Atallah Ehab L, Maegawa Rodrigo, Latremouille-Viau Dominick, Rossi Carmine, Guérin Annie, Wu Eric Q, Patwardhan Pallavi
Medical College of Wisconsin, Milwaukee.
Novartis Pharmaceuticals Corporation, East Hanover, New Jersey.
J Health Econ Outcomes Res. 2022 Aug 4;9(2):19-29. doi: 10.36469/001c.36975. eCollection 2022.
Despite advances in tyrosine kinase inhibitor (TKI) therapy for chronic myeloid leukemia in chronic phase (CML-CP), a sizeable proportion of patients with CML-CP remains refractory or intolerant to these agents. Treatment patterns, healthcare resource utilization (HRU), and costs were evaluated among patients with CML who received third or later lines of therapy (3L+), a clinical population that has not been previously well-studied, with unmet treatment needs as TKI therapy has repeatedly failed. Adult patients with CML who received 3L+ were identified in the IBM® MarketScan® Databases (January 1, 2001-June 30, 2019) and the SEER-Medicare-linked database (January 1, 2006-December 31, 2016). Treatment patterns were observed from CML diagnosis. HRU and direct healthcare costs (payer's perspective, 2019 USD) were measured in a 3L+ setting. Among 296 commercially insured patients with 3L+ (median age, 58.5 years; female, 49.7%), the median duration of first-line (1L), second-line (2L), and 3L therapy was 8.5, 4.2, and 8.3 months, respectively. The annual incidence rate during 3L+ was 3.4 for inpatient days, 30.8 for days with outpatient services, and 1.2 for emergency department visits. Mean per-patient-per-month (PPPM) total healthcare costs (pharmacy + medical costs) were $18 784 in 3L+, $15 206 in 3L, and $19 546 in 4L, with inpatient costs driving most of the difference between 3L and 4L (mean [3L] = $2528 PPPM, mean [4L] = $6847 PPPM). Among 53 Medicare-insured patients with 3L+ (median age, 72.0 years; female, 39.6%), the median duration of 1L, 2L, and 3L therapy was 9.7, 5.0, and 7.0 months, respectively. During 3L+, the annual incidence rate was 10.3 for inpatient days, 61.9 for days with outpatient services, and 1.5 for emergency department visits. Mean PPPM total healthcare costs were $14 311 in 3L+, $15 100 in 3L, and $16 062 in 4L. Patients with CML receiving 3L+ rapidly cycled through multiple lines. Costs increased from 3L to 4L; in commercially insured patients, inpatient costs were responsible for most of the cost increase between 3L and 4L, underlying these patients' continued need for care. These findings support the need for better treatment options in patients with CML undergoing later lines of therapy.
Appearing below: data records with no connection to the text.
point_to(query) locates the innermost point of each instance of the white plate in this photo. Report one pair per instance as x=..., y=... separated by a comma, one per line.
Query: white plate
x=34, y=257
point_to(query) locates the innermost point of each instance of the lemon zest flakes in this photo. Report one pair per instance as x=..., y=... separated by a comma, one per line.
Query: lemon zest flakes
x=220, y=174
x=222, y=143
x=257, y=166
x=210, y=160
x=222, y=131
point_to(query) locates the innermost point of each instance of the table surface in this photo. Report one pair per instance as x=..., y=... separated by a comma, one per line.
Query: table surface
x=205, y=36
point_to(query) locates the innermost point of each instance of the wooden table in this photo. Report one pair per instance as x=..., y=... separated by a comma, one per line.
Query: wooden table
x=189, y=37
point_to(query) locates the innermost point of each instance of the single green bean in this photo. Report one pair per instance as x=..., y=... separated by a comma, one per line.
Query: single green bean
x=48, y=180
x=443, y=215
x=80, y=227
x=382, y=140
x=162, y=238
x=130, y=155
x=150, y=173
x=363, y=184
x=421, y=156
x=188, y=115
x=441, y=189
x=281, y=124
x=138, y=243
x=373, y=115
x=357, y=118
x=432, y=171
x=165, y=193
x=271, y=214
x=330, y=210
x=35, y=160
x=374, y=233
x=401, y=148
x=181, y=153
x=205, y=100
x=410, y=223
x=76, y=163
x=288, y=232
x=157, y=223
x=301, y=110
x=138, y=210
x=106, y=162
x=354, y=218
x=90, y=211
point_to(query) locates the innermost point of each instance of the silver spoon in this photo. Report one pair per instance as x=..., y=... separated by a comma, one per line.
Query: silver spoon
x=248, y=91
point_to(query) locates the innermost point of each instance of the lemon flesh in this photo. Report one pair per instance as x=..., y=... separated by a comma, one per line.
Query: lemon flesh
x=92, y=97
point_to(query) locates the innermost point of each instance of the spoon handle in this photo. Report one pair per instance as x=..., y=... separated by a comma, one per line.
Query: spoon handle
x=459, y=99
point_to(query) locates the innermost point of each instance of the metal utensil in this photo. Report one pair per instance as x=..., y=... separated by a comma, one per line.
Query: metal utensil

尽管慢性期慢性髓性白血病(CML-CP)的酪氨酸激酶抑制剂(TKI)治疗取得了进展,但仍有相当一部分CML-CP患者对这些药物难治或不耐受。在接受三线及后续治疗(3L+)的CML患者中评估了治疗模式、医疗资源利用(HRU)和成本,这是一个此前未得到充分研究的临床群体,由于TKI治疗反复失败,存在未满足的治疗需求。在IBM® MarketScan®数据库(2001年1月1日至2019年6月30日)和SEER-医疗保险关联数据库(2006年1月1日至2016年12月31日)中识别出接受3L+的成年CML患者。从CML诊断开始观察治疗模式。在3L+的情况下测量HRU和直接医疗成本(支付方视角,2019年美元)。在296名商业保险的3L+患者中(中位年龄58.5岁;女性占49.7%),一线(1L)、二线(2L)和三线治疗的中位持续时间分别为8.5个月、4.2个月和8.3个月。3L+期间的年发病率为住院天数3.4、门诊服务天数30.8、急诊科就诊次数1.2。3L+时每位患者每月的平均总医疗成本(药房+医疗成本)为18784美元,3L时为15206美元,4L时为19546美元,住院成本导致了3L和4L之间的大部分差异(平均[3L]=2528美元/患者/月,平均[4L]=6847美元/患者/月)。在53名医疗保险的3L+患者中(中位年龄72.0岁;女性占39.6%),1L、2L和3L治疗的中位持续时间分别为9.7个月、5.0个月和7.0个月。在3L+期间,年发病率为住院天数10.3、门诊服务天数61.9、急诊科就诊次数1.5。每位患者每月的平均总医疗成本在3L+时为14311美元,3L时为15100美元,4L时为16062美元。接受3L+的CML患者迅速经历多线治疗。成本从3L到4L增加;在商业保险患者中,住院成本是3L和4L之间成本增加的主要原因,这表明这些患者持续需要护理。这些发现支持了在接受后续治疗的CML患者中需要更好治疗选择的观点。